I also worry about privacy. Once records enter the cyber world, they are theoretically available to hackers and on-staff snoops. And they’re potentially easier to find, lay your virtual hands on, and copy or alter than the old-style paper records were.
But the big benefit, as I see it, is allowing nurses to do what they trained to do. Attend to the sick and injured.
My sis is a nurse who works days at a hospital and every other weekend at a special facility for the critically injured. It’s at this second so-called “skilled-care” center that she experiences the most stress as the only nurse attending to a ward having perhaps 18 acute-care patients. Some are on IV-antibiotics, a handful will have tracheotomy-tubes and at least as many may have gastric tubes for feeding.

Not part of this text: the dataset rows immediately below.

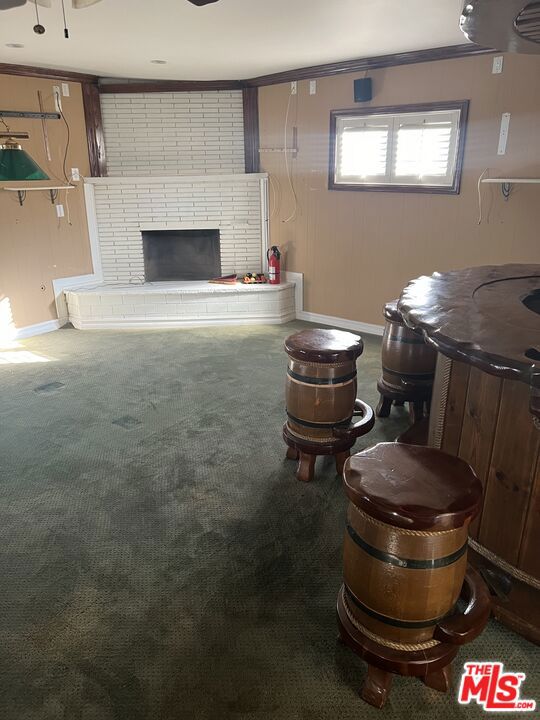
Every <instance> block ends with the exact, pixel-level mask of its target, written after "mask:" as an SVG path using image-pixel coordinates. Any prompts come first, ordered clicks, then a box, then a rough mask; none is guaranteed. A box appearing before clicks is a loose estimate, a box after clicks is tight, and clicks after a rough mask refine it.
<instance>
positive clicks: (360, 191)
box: [328, 100, 469, 195]
mask: <svg viewBox="0 0 540 720" xmlns="http://www.w3.org/2000/svg"><path fill="white" fill-rule="evenodd" d="M435 110H460V111H461V114H460V118H459V140H458V149H457V154H456V169H455V173H454V182H453V184H452V185H451V186H448V187H441V186H437V185H398V184H391V185H390V184H389V185H370V184H350V185H349V184H344V183H336V182H335V181H334V178H335V154H336V123H337V119H338V118H340V117H347V116H365V115H383V114H388V115H393V114H399V113H407V112H432V111H435ZM468 111H469V101H468V100H448V101H442V102H432V103H419V104H415V105H386V106H384V107H370V108H353V109H347V110H332V111H331V112H330V153H329V161H328V189H329V190H346V191H351V190H353V191H360V192H401V193H410V192H412V193H431V194H437V195H458V194H459V190H460V186H461V171H462V169H463V157H464V152H465V135H466V130H467V117H468Z"/></svg>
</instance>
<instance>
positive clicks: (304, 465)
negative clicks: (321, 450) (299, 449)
mask: <svg viewBox="0 0 540 720" xmlns="http://www.w3.org/2000/svg"><path fill="white" fill-rule="evenodd" d="M299 455H300V460H299V461H298V467H297V468H296V479H297V480H301V481H302V482H310V481H311V480H313V471H314V469H315V460H316V459H317V456H316V455H308V453H304V452H302V451H301V450H300V453H299Z"/></svg>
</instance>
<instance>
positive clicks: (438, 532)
mask: <svg viewBox="0 0 540 720" xmlns="http://www.w3.org/2000/svg"><path fill="white" fill-rule="evenodd" d="M350 508H351V510H352V511H353V512H356V513H358V514H359V515H360V516H361V517H362V518H363V519H364V520H367V521H368V522H370V523H372V524H373V525H378V526H379V527H382V528H385V529H390V530H392V531H393V532H396V533H400V534H402V535H417V536H419V537H429V536H432V535H449V534H450V533H455V532H456V530H455V528H453V529H450V530H408V529H407V528H400V527H397V526H396V525H390V524H389V523H384V522H383V521H382V520H376V519H375V518H372V517H371V515H368V514H367V513H365V512H363V511H362V510H360V508H359V507H357V506H356V505H354V503H353V504H351V505H350Z"/></svg>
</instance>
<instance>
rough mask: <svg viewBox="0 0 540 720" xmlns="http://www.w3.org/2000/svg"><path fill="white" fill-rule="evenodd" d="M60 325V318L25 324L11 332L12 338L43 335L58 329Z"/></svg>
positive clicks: (59, 328) (27, 336) (22, 338)
mask: <svg viewBox="0 0 540 720" xmlns="http://www.w3.org/2000/svg"><path fill="white" fill-rule="evenodd" d="M61 327H62V323H61V322H60V320H47V321H46V322H43V323H36V324H35V325H26V327H22V328H16V329H15V331H14V334H13V340H23V339H24V338H27V337H34V335H44V334H45V333H48V332H53V331H54V330H59V329H60V328H61Z"/></svg>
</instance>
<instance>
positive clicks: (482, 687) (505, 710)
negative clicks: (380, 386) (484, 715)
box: [458, 662, 536, 712]
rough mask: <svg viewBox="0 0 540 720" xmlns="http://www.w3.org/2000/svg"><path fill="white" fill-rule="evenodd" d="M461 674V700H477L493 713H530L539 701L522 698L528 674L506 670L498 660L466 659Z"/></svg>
mask: <svg viewBox="0 0 540 720" xmlns="http://www.w3.org/2000/svg"><path fill="white" fill-rule="evenodd" d="M463 667H464V672H463V675H462V676H461V683H460V686H459V693H458V702H459V703H460V704H461V705H468V704H469V703H470V702H476V703H478V705H481V706H482V707H483V708H484V710H487V711H490V712H527V711H533V710H534V709H535V708H536V700H525V699H524V698H521V697H520V688H521V684H522V683H523V681H524V680H525V673H515V672H505V671H504V666H503V664H502V663H499V662H467V663H465V665H464V666H463Z"/></svg>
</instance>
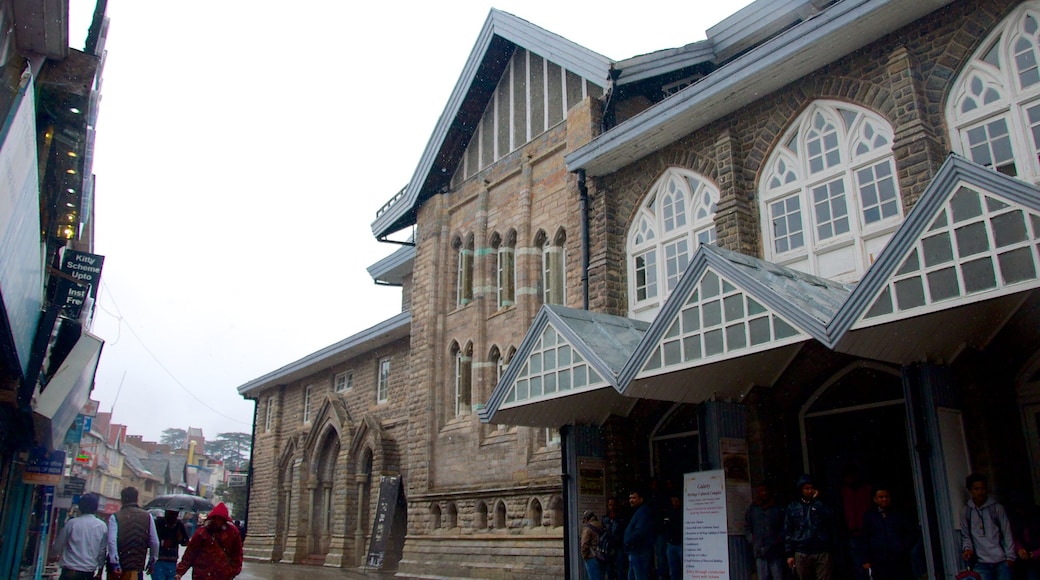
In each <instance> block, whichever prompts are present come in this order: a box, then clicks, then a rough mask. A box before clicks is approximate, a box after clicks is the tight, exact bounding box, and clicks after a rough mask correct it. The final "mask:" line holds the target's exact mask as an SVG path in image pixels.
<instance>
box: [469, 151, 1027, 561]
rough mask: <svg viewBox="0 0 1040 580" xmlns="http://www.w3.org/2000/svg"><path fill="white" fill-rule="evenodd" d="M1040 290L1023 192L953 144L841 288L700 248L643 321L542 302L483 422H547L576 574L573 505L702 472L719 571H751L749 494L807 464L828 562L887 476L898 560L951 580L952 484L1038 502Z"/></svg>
mask: <svg viewBox="0 0 1040 580" xmlns="http://www.w3.org/2000/svg"><path fill="white" fill-rule="evenodd" d="M1038 288H1040V195H1038V192H1037V189H1036V188H1035V187H1033V186H1031V185H1028V184H1024V183H1022V182H1020V181H1017V180H1014V179H1011V178H1007V177H1005V176H1002V175H999V174H997V173H995V172H992V170H989V169H986V168H984V167H981V166H979V165H976V164H973V163H971V162H969V161H966V160H964V159H962V158H959V157H956V156H951V157H950V158H948V159H947V160H946V161H945V162H944V163H943V165H942V166H941V167H940V169H939V172H938V173H937V174H936V176H935V177H934V179H933V180H932V182H931V185H930V186H929V187H928V189H927V190H926V192H925V193H924V194H922V196H921V197H920V200H919V201H918V203H917V204H916V205H915V207H914V209H913V211H912V212H911V213H910V214H909V215H908V216H907V218H906V220H905V221H904V222H903V225H902V226H901V227H900V228H899V230H898V231H895V232H894V233H893V234H892V237H891V239H890V241H889V242H888V244H887V245H886V246H885V248H884V251H883V252H882V253H881V254H880V255H878V257H877V259H876V260H875V262H874V263H873V265H872V266H870V267H869V269H868V270H867V271H866V273H865V274H864V275H863V278H862V279H861V280H860V282H859V283H858V284H856V285H855V286H851V285H842V284H838V283H835V282H831V281H828V280H824V279H820V278H815V276H812V275H808V274H805V273H802V272H798V271H795V270H791V269H788V268H785V267H782V266H779V265H776V264H772V263H769V262H765V261H763V260H760V259H757V258H752V257H749V256H745V255H740V254H736V253H733V252H729V251H725V249H721V248H718V247H716V246H711V245H702V246H700V248H699V249H698V252H697V254H696V255H695V256H694V258H693V259H692V261H691V263H690V266H688V267H687V268H686V270H685V273H684V274H683V276H682V279H681V280H680V281H679V283H678V285H677V287H676V288H675V289H674V291H673V292H672V294H671V295H670V296H669V298H668V300H667V301H666V302H665V305H664V306H662V307H661V309H660V312H659V313H658V314H657V316H656V317H655V319H654V320H653V321H652V322H650V323H649V324H646V323H641V322H638V321H633V320H628V319H626V318H623V317H614V316H609V315H605V314H600V313H592V312H588V311H580V310H571V309H565V308H562V307H549V306H547V307H543V309H542V311H541V313H540V314H539V315H538V317H537V318H536V320H535V323H534V324H532V325H531V326H530V328H529V331H528V333H527V336H526V338H525V339H524V341H523V343H522V344H521V346H520V348H519V349H518V351H517V357H516V358H515V359H514V361H513V362H512V363H511V365H510V367H509V369H508V370H506V372H505V373H504V374H503V375H502V378H501V379H500V381H499V383H498V386H497V387H496V389H495V390H494V392H493V393H492V395H491V397H490V399H489V401H488V404H487V405H486V408H485V410H484V412H483V413H482V420H484V421H486V422H494V423H508V424H521V425H535V426H546V427H563V428H562V431H563V433H564V438H565V439H564V451H565V457H564V466H563V470H564V474H565V480H566V481H567V485H568V494H569V495H568V508H569V512H568V519H567V522H568V526H569V527H568V532H567V533H568V535H569V537H570V539H571V542H570V546H571V549H570V550H569V565H570V569H571V573H572V574H573V575H575V576H573V577H578V576H576V575H577V574H580V573H579V572H578V571H579V570H580V568H579V566H580V559H578V558H577V556H576V555H575V550H576V546H577V542H576V541H577V530H578V529H579V525H578V523H577V522H578V515H579V513H580V511H579V509H586V508H593V509H594V510H596V511H597V512H600V511H602V509H603V506H604V505H605V501H606V499H607V498H616V499H618V500H623V499H624V498H626V497H627V493H628V490H629V489H633V487H643V489H648V490H650V491H651V493H652V494H654V495H661V494H665V493H667V492H666V490H667V489H668V487H669V486H672V487H674V486H681V485H683V484H684V481H685V479H684V478H685V477H687V476H688V474H697V473H702V474H703V473H710V472H714V471H721V472H722V473H724V474H725V477H726V485H725V493H726V496H727V497H726V501H725V509H726V511H727V517H726V521H727V525H726V528H727V536H728V537H727V542H726V554H717V556H720V557H725V558H726V559H727V561H728V574H729V577H731V578H747V577H749V576H750V572H751V570H752V568H751V566H753V564H752V562H751V558H750V552H749V550H748V546H747V543H746V542H745V539H744V536H743V532H744V530H743V510H744V509H745V508H746V507H747V502H748V499H749V497H750V489H751V487H753V486H756V485H759V484H765V485H769V486H771V487H772V489H773V490H774V491H775V492H776V493H777V495H778V497H780V498H782V499H783V500H789V499H792V497H794V495H792V494H794V487H795V482H796V481H797V480H798V478H799V477H800V475H802V474H803V473H808V474H811V476H812V477H813V479H814V480H815V481H816V485H817V487H818V489H820V490H821V492H822V496H821V497H822V499H823V500H824V501H827V502H829V503H830V504H831V505H832V507H833V509H834V510H835V511H836V512H837V513H838V515H839V520H840V521H839V522H838V524H837V526H838V528H839V529H838V538H839V539H838V543H837V545H836V546H835V553H836V555H837V558H836V559H837V561H838V565H839V566H848V568H846V570H850V571H851V570H852V566H853V565H855V563H856V555H855V535H856V532H857V529H856V528H857V525H856V522H855V520H856V518H857V511H856V509H860V511H859V512H858V517H860V518H861V516H862V506H860V507H859V508H857V507H856V506H855V502H851V501H850V498H852V497H855V496H856V493H855V491H856V490H864V489H866V490H868V489H872V487H875V486H885V487H886V489H888V490H889V491H890V492H891V494H892V496H893V498H894V505H896V506H898V508H899V509H901V510H903V511H904V512H905V513H907V515H908V516H909V517H910V519H911V520H912V521H913V522H915V523H916V524H917V529H918V532H919V533H918V536H917V541H918V542H917V546H916V547H915V548H914V551H913V555H914V564H913V565H914V566H915V572H918V573H921V574H925V573H927V574H928V577H930V578H942V577H951V576H952V575H953V573H955V572H957V570H959V568H960V565H961V564H960V539H959V530H958V527H959V519H958V515H959V513H960V510H961V507H962V506H963V505H964V502H965V501H966V499H967V494H966V491H965V487H964V478H965V476H967V475H968V474H969V473H972V472H980V473H984V474H986V475H987V476H988V477H989V481H990V489H991V490H992V491H994V492H995V495H997V496H998V497H1000V498H1002V499H1004V500H1005V501H1008V500H1009V499H1010V498H1018V497H1024V498H1030V499H1032V501H1033V502H1034V503H1036V502H1037V501H1038V499H1040V489H1038V481H1040V478H1038V471H1037V470H1038V465H1037V457H1036V456H1035V450H1036V449H1038V448H1040V447H1038V439H1037V433H1038V426H1037V425H1038V415H1037V412H1036V410H1037V408H1040V380H1038V378H1037V377H1038V376H1040V373H1038V369H1040V336H1038V334H1037V332H1036V328H1038V327H1040V292H1038ZM740 457H746V458H747V459H746V462H742V459H740ZM599 465H601V466H602V468H601V469H599V470H598V471H597V470H596V469H594V470H591V471H588V473H589V474H593V475H594V474H597V473H602V477H603V482H602V485H582V475H583V473H584V472H583V470H582V469H581V468H582V466H599ZM598 489H602V490H603V492H602V497H601V498H594V499H593V500H590V498H589V497H588V496H589V491H590V490H598ZM867 497H869V496H867ZM687 499H688V498H687ZM600 502H601V503H600ZM597 503H599V505H600V507H599V509H596V508H595V507H590V506H595V505H596V504H597ZM734 512H739V513H738V515H739V516H740V517H735V516H736V515H735V513H734ZM691 537H693V536H691V535H690V533H688V530H687V534H686V542H685V544H684V546H683V550H684V553H685V554H686V555H687V556H690V555H692V554H694V553H695V548H696V547H695V546H693V545H692V542H693V541H692V539H691ZM688 562H690V560H688V559H687V564H688ZM839 574H840V572H839ZM843 576H844V575H841V576H839V577H843Z"/></svg>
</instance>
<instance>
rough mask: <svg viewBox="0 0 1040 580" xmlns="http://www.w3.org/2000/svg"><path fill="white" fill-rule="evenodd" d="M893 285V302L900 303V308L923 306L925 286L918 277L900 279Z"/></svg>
mask: <svg viewBox="0 0 1040 580" xmlns="http://www.w3.org/2000/svg"><path fill="white" fill-rule="evenodd" d="M893 286H895V302H896V304H898V305H900V310H909V309H911V308H917V307H920V306H925V287H924V285H922V284H921V281H920V279H919V278H909V279H907V280H901V281H899V282H896V283H895V284H894V285H893Z"/></svg>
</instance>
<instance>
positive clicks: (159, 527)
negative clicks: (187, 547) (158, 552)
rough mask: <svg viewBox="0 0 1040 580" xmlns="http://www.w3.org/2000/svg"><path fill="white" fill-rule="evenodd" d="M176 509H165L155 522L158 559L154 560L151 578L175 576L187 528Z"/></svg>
mask: <svg viewBox="0 0 1040 580" xmlns="http://www.w3.org/2000/svg"><path fill="white" fill-rule="evenodd" d="M177 516H178V512H177V510H176V509H167V510H165V512H164V513H163V515H162V518H160V519H159V520H157V521H156V522H155V532H156V534H157V535H158V536H159V559H158V560H157V561H156V562H155V570H154V572H153V574H152V580H174V577H175V576H177V558H178V557H179V556H180V547H181V546H187V545H188V537H189V536H188V530H187V528H185V527H184V522H181V521H180V520H179V519H178V518H177Z"/></svg>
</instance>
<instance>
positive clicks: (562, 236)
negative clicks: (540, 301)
mask: <svg viewBox="0 0 1040 580" xmlns="http://www.w3.org/2000/svg"><path fill="white" fill-rule="evenodd" d="M535 243H536V244H538V245H539V246H540V247H541V248H542V302H543V304H546V305H563V304H566V301H567V279H566V272H567V232H566V231H564V230H560V231H558V232H557V233H556V235H555V237H553V238H552V239H550V238H549V237H548V236H547V235H546V234H545V233H544V232H539V235H538V236H537V237H536V239H535Z"/></svg>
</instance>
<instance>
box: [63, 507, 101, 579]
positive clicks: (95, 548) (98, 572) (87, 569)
mask: <svg viewBox="0 0 1040 580" xmlns="http://www.w3.org/2000/svg"><path fill="white" fill-rule="evenodd" d="M79 511H80V515H79V516H78V517H76V518H73V519H72V520H69V521H68V522H66V525H64V527H63V528H61V531H60V532H58V536H57V537H56V538H55V539H54V552H53V553H54V555H60V557H61V559H60V561H59V563H58V565H60V566H61V576H60V577H59V580H94V579H95V578H101V571H103V570H104V569H105V557H106V556H107V554H108V526H107V525H106V524H105V522H104V521H103V520H101V519H100V518H98V517H97V516H95V513H96V512H97V511H98V496H97V495H96V494H86V495H84V496H82V497H80V498H79Z"/></svg>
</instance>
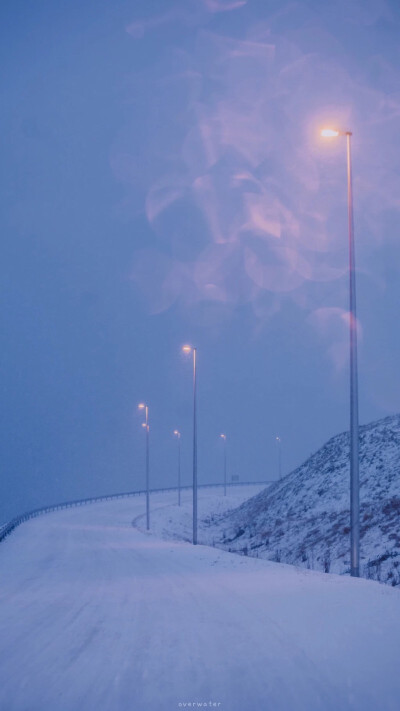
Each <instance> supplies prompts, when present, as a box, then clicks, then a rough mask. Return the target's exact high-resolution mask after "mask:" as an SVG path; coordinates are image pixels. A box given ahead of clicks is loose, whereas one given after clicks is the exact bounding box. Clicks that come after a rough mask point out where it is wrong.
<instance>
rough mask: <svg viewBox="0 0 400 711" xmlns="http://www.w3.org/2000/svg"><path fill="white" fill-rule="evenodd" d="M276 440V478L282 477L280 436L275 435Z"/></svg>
mask: <svg viewBox="0 0 400 711" xmlns="http://www.w3.org/2000/svg"><path fill="white" fill-rule="evenodd" d="M275 440H276V449H277V452H278V478H279V479H282V454H281V442H282V440H281V438H280V437H275Z"/></svg>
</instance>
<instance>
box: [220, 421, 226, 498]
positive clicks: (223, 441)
mask: <svg viewBox="0 0 400 711" xmlns="http://www.w3.org/2000/svg"><path fill="white" fill-rule="evenodd" d="M220 437H221V439H222V440H223V442H224V496H226V435H220Z"/></svg>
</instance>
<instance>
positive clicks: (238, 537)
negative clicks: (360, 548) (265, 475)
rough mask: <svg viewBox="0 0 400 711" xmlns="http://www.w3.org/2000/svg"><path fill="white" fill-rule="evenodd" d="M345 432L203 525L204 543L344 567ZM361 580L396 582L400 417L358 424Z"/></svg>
mask: <svg viewBox="0 0 400 711" xmlns="http://www.w3.org/2000/svg"><path fill="white" fill-rule="evenodd" d="M349 479H350V468H349V434H348V433H343V434H339V435H337V436H336V437H333V438H332V439H331V440H329V442H327V443H326V444H325V445H324V446H323V447H322V448H321V449H320V450H319V451H318V452H316V454H314V455H313V456H312V457H310V458H309V459H308V460H307V461H306V462H305V463H304V464H302V465H301V466H300V467H298V469H295V470H294V471H293V472H292V473H291V474H289V475H287V476H286V477H284V478H283V479H281V480H280V481H277V482H276V483H275V484H273V485H272V486H271V487H270V488H268V489H266V490H264V491H262V492H261V493H260V494H258V495H257V496H254V497H253V498H252V499H249V500H248V501H246V502H245V503H244V504H242V505H241V506H240V507H239V508H237V509H235V510H234V511H231V512H230V513H228V514H225V515H223V516H221V517H219V518H218V519H215V518H214V520H212V521H209V527H210V528H209V531H208V538H210V537H212V538H213V540H214V541H215V544H216V545H218V546H221V547H224V548H227V549H230V550H232V551H237V552H241V553H243V554H244V555H250V556H259V557H263V558H268V559H270V560H275V561H282V562H286V563H293V564H295V565H301V566H305V567H307V568H314V569H316V570H325V571H326V572H329V571H331V572H338V573H346V572H349V570H350V554H349V547H350V528H349V524H350V513H349V507H350V493H349V491H350V483H349ZM360 521H361V532H360V535H361V543H360V546H361V549H360V556H361V566H360V568H361V570H360V572H361V575H362V576H364V577H370V578H373V579H376V580H381V581H383V582H387V583H389V584H392V585H400V415H395V416H392V417H386V418H385V419H383V420H379V421H377V422H373V423H371V424H369V425H365V426H363V427H360Z"/></svg>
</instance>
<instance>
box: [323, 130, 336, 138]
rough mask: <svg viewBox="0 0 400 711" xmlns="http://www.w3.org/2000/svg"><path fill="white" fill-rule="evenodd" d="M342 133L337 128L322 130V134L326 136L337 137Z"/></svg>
mask: <svg viewBox="0 0 400 711" xmlns="http://www.w3.org/2000/svg"><path fill="white" fill-rule="evenodd" d="M339 135H340V131H337V130H336V129H335V128H323V129H322V131H321V136H323V137H324V138H336V136H339Z"/></svg>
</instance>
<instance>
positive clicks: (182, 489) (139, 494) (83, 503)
mask: <svg viewBox="0 0 400 711" xmlns="http://www.w3.org/2000/svg"><path fill="white" fill-rule="evenodd" d="M273 481H275V480H271V481H235V482H227V486H228V487H229V486H263V485H267V484H272V483H273ZM222 486H224V485H223V484H199V485H198V488H199V489H210V488H212V487H214V488H218V487H222ZM191 488H192V487H191V486H181V489H182V490H183V489H191ZM166 491H178V489H177V488H176V486H169V487H165V488H163V489H151V490H150V494H161V493H163V492H166ZM145 493H146V490H145V489H141V490H140V491H126V492H125V493H122V494H107V495H106V496H91V497H90V498H88V499H76V500H75V501H64V502H63V503H61V504H54V505H53V506H42V507H41V508H40V509H33V510H32V511H27V512H26V513H23V514H21V516H16V517H15V518H13V519H11V521H9V522H8V523H6V524H4V526H0V542H1V541H4V539H5V538H6V537H7V536H9V535H10V533H12V531H14V529H15V528H17V526H20V525H21V523H24V521H29V519H31V518H36V516H42V515H43V514H46V513H51V512H53V511H60V510H61V509H69V508H72V507H73V506H85V505H86V504H95V503H97V502H99V501H112V500H113V499H126V498H129V497H130V496H141V495H143V494H145Z"/></svg>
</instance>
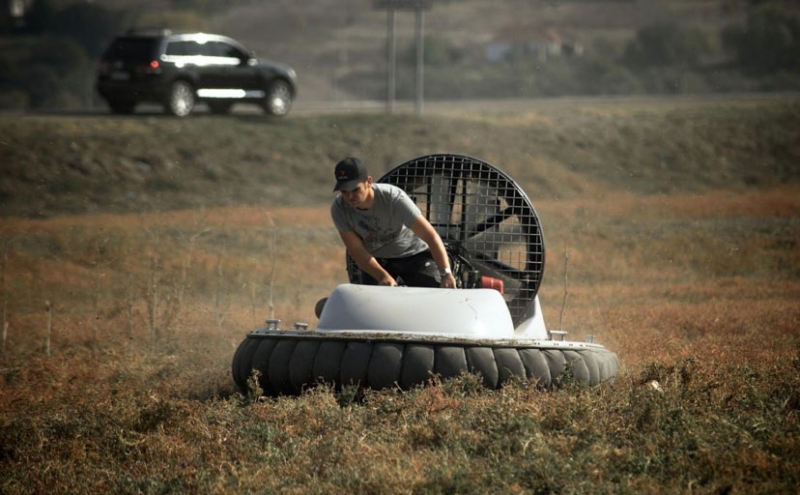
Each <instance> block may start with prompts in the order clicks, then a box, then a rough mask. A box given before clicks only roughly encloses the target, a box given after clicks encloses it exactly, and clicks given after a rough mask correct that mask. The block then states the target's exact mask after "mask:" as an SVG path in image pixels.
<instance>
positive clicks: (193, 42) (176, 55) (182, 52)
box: [167, 41, 198, 56]
mask: <svg viewBox="0 0 800 495" xmlns="http://www.w3.org/2000/svg"><path fill="white" fill-rule="evenodd" d="M197 52H198V48H197V43H195V42H194V41H170V43H169V44H168V45H167V55H176V56H187V55H196V54H197Z"/></svg>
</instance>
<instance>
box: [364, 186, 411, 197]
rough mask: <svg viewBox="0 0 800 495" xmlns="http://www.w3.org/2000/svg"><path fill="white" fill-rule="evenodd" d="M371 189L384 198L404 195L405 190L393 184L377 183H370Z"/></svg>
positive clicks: (377, 195)
mask: <svg viewBox="0 0 800 495" xmlns="http://www.w3.org/2000/svg"><path fill="white" fill-rule="evenodd" d="M372 190H373V191H375V195H376V196H382V197H385V198H398V197H401V196H403V195H405V191H403V190H402V189H401V188H399V187H397V186H395V185H393V184H378V183H375V184H373V185H372Z"/></svg>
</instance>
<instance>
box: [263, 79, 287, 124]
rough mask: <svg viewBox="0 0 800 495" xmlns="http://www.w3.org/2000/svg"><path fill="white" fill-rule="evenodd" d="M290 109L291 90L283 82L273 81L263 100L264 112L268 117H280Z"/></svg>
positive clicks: (278, 81)
mask: <svg viewBox="0 0 800 495" xmlns="http://www.w3.org/2000/svg"><path fill="white" fill-rule="evenodd" d="M291 107H292V88H291V87H290V86H289V83H287V82H286V81H283V80H278V81H274V82H273V83H272V84H270V86H269V89H268V90H267V96H266V97H265V98H264V111H266V112H267V113H268V114H270V115H277V116H282V115H286V114H287V113H289V109H290V108H291Z"/></svg>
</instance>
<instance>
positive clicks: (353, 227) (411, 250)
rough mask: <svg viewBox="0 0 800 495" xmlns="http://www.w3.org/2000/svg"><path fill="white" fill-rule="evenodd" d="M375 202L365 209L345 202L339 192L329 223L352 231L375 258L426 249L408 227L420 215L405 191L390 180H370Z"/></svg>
mask: <svg viewBox="0 0 800 495" xmlns="http://www.w3.org/2000/svg"><path fill="white" fill-rule="evenodd" d="M372 189H373V190H374V191H375V202H374V203H373V204H372V207H371V208H370V209H369V210H359V209H357V208H353V207H352V206H350V205H348V204H347V202H346V201H345V200H344V198H342V196H341V195H339V196H337V197H336V199H335V200H334V201H333V205H331V218H333V224H334V225H335V226H336V228H337V229H338V230H339V231H340V232H348V231H351V230H352V231H354V232H355V233H356V234H358V236H359V237H361V240H362V241H363V242H364V247H366V248H367V251H369V252H370V254H372V255H373V256H375V257H376V258H404V257H406V256H411V255H414V254H417V253H420V252H422V251H425V250H426V249H428V245H427V244H426V243H425V241H423V240H422V239H420V238H419V237H417V235H416V234H414V232H412V231H411V228H410V227H411V225H413V224H414V222H415V221H416V220H417V217H418V216H419V215H421V214H422V213H421V212H420V210H419V208H418V207H417V205H415V204H414V202H413V201H411V198H409V197H408V195H407V194H406V192H405V191H403V190H402V189H400V188H399V187H397V186H393V185H391V184H373V185H372Z"/></svg>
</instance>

Sis noted yesterday that she spent all day Saturday — clocking in at 6:24 a.m. and out at 5:41 p.m. — running around administering meds, re-dressing wounds, getting patients formally discharged and informing families of their loved ones’ status. She brought lunch but had no time to microwave it and eat it. Her only meal all day: a piece of candy offered by a patient’s visiting family.
There’s a critical nationwide shortage of floor nurses — the ones that attend directly to a patient’s needs for care and comfort. And documentation of patient care can be extremely distracting of administering that care, further diminishing the effective number of nurses available. Or vice versa.
In fact, my sister mentioned that one colleague on another ward where she works a second job told her that the admitting details for one patient who came in Friday didn’t get fully charted for more than 24 hours — three shifts. That’s “uncalled for” the nurse had complained to management. What these places need are a willingness to hire more nurses, and doling out their precious skills as effectively as possible.
Perhaps computerized patient recordkeeping will improve a patient’s chance of gaining quality time with his or her nurses — and allow my already too-trim sister a chance to eat her lunches.